ITespresso.fr : Après le comportement des groupes audiovisuels, passons aux opérateurs télécoms. Comment interpréter le fait qu’aucun FAI français n’ait signé d’accord stratégique avec Netflix ?
Ariane Bucaille : Là aussi tout dépend de la stratégie des groupes concernés. Le cas de la France n’est pas spécifique. Sur d’autres implantations de marchés, nous observons que Netflix est souvent arrivé en solo. Nous avons recensé des accords en Grande-Bretagne avec Virgin Media (via la set-top box Tivo) et en Suède. Le deal porte souvent sur une meilleure exposition marketing du service Netflix sur l’interface d’accueil de la box en échange d’une option d’abonnement du côté du client pour bénéficier d’un accès privilégié aux contenus vidéos.
ITespresso.fr : En France, on peut craindre des tensions dans la gestion de la bande passante sur les réseaux des opérateurs en fonction de l’appétence des internautes pour les contenus vidéo de Netflix. Dans quelle mesure peut-on s’attendre à des négociations avec les opérateurs télécoms « pour soulager les réseaux » ?

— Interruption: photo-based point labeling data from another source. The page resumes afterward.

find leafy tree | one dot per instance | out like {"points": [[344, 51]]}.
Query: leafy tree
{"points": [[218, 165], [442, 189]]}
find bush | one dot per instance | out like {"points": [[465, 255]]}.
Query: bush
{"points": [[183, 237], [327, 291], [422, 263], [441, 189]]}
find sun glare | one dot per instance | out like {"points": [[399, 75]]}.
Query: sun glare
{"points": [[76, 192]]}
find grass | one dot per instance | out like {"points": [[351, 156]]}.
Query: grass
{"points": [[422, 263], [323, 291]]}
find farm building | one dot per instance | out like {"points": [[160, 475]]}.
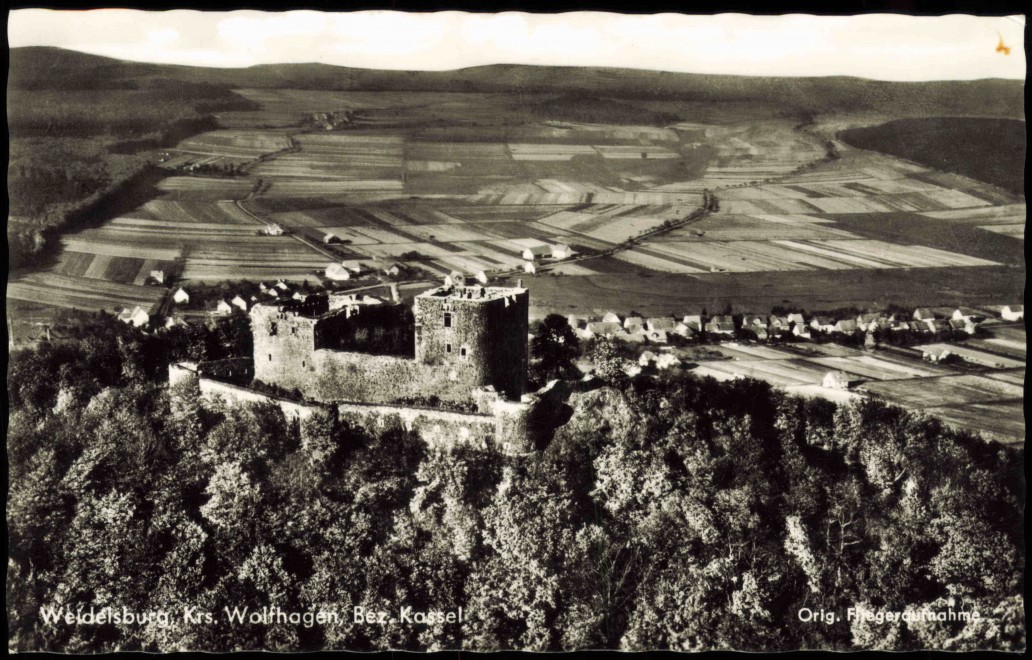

Ariane Bucaille : Aux Etats-Unis, en avril 2014, le trafic descendant généré par Netflix représentait 34%. Vous ajoutez le trafic YouTube, c’est 14%. L’activité de Netflix a un impact fort sur les réseaux des opérateurs américains. En France, on peut imaginer que la situation sera difficile à gérer à l’avenir. La fibre optique ne couvre pas encore tout le territoire national. De son côté, Netflix exploite des formats vidéo en HD et commence la 4K (« ultra HD »). La plateforme vidéo a dû signer des accords avec Comcast et Verizon pour contribuer à l’utilisation des réseaux. La question se posera inévitablement avec les opérateurs télécoms français.